Python Packaging Strategy Discussion - Part 1

rgommers · January 11, 2023, 9:53am

I agree with both Oscar’s comment and Steve’s reply. With the minor note that I don’t think build system usage will ever converge. It’s conceivable build backends do though, since they’re a pretty thin layer in between a couple of pyproject.toml hooks and invoking the actual build system. So it’s not inconceivable that, for example, scikit-build-core and meson-python would merge in the future and have a configuration option for whether to use CMake or Meson.

Overall we’re in decent shape here - there’s work to do on build backends and build systems, but nothing in the overall Python packaging design for that is currently blocking or in clear need of changes.

Ralf Gommers:

steve.dower:

To end with a single, discussion-worthy question, and bearing in mind that we don’t just set the technology but also the culture of Python packaging: should we be trying to make each Python user be their own system integrator, supporting the existing integrators, or become the sole integrator ourselves?

I like @pf_moore’s answer a lot. The “want to be their own integrator” users are important (and over-represented on this forum), and that should continue to be supported. However, the average user doesn’t want to do this, they want things to work well without too much trouble. So I’d also go for supporting the existing integrators better.

Like @pradyunsg, I also have more thoughts than fit in a Discourse post - will go write a blog post too:)

Getting back to the big picture strategy discussion, here is that blog post: Python packaging & workflows - where to next? | Labs. It’s an attempt at a comprehensive set of design choices and changes to make yes/no. There’s a long version, and a short version with only the key points. I’ll post that short version below.

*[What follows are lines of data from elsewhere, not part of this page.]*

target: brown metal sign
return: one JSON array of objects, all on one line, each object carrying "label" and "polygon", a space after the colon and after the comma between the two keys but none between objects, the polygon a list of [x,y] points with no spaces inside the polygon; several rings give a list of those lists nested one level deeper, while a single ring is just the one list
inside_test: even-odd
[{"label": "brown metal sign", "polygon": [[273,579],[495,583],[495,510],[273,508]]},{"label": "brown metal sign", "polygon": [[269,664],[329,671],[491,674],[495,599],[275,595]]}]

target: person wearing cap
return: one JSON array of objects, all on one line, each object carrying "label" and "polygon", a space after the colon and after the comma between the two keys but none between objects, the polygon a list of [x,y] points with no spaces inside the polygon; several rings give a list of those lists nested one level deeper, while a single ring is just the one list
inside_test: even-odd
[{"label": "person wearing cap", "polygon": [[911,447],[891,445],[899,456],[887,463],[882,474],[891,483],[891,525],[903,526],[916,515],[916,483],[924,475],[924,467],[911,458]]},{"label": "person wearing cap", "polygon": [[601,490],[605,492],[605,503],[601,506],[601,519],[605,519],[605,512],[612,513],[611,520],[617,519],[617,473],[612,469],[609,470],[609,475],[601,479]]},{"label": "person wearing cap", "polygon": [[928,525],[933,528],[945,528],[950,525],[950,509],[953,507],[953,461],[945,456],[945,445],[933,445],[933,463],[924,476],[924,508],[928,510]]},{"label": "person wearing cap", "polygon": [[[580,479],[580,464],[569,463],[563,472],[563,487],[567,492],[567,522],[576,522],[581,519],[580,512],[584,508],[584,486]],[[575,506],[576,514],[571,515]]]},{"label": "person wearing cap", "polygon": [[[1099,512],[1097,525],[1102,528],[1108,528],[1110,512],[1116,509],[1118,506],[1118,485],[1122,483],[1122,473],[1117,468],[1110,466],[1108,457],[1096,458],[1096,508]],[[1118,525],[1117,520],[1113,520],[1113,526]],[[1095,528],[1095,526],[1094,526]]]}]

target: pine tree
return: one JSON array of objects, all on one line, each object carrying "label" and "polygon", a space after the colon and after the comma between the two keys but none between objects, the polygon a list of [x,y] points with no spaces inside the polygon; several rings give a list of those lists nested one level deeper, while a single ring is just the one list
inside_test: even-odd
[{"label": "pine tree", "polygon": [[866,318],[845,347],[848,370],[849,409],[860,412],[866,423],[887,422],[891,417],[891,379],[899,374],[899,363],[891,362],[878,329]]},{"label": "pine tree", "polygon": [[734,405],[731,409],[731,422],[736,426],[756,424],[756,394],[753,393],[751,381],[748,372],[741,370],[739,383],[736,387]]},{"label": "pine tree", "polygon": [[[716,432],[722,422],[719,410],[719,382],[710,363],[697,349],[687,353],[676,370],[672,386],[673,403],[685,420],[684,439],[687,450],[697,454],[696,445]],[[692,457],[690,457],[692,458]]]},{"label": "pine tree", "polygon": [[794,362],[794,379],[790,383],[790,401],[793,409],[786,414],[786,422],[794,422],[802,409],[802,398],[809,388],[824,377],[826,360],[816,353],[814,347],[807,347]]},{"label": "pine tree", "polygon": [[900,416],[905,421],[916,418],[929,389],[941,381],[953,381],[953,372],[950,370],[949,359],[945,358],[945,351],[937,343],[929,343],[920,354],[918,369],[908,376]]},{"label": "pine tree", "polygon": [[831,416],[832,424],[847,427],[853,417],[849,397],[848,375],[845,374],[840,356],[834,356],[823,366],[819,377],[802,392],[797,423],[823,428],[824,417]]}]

The most important design changes for Python packaging to address native code
issues are:

Allow declaring external dependencies in a complete enough fashion in
pyproject.toml: compilers, external libraries, virtual dependencies.
Split the three purposes of PyPI: installers (Pip in particular) must not
install from source by default, and must avoid mixing from source and binary
features in general. PyPI itself should allow uploading sdist’s for
redistribution only rather than intended for direct end user use.
Implement a new mode for installers: only pure Python (or -any) packages
from PyPI, and everything else from a system package manager.
To enable both (1) and (3): name mapping from canonical PyPI names to other names.
Implement post-release metadata editing capabilities for PyPI.

Equally important, here are the non-changes and assumptions:

Users are not, and don’t want to become, system integrators,
One way of building packages for everything for all Python users is not feasible,
Major backwards compatibility breaks will be too painful and hard to pull
off, and hence should be avoided,
Don’t add GPU or SIMD wheel tags,
Accept that some of the hardest cases (complex C++ dependencies, hairy native
dependencies like in the geospatial stack) are not a good fit for PyPI’s
social model and require a package manager which builds everything in a
coherent fashion,
No conda-abi wheels on PyPI, or any other such mixed model.

On the topic of what needs to be unified:

Aim for uniform concepts (e.g., build backend, environment manager, installer) and a multitude of implementations,
Align the UX between implementations of the same concept to the extent possible,
Build a single layered workflow tool on top (ala Cargo) that,
- allows dropping down into the underlying tools as needed,
- is independent of any of the tools, including what package and environment
  managers to use. Importantly, it should handle working with wheels, conda
  packages, and other packaging formats/systems that provide the needed
  concepts and tools.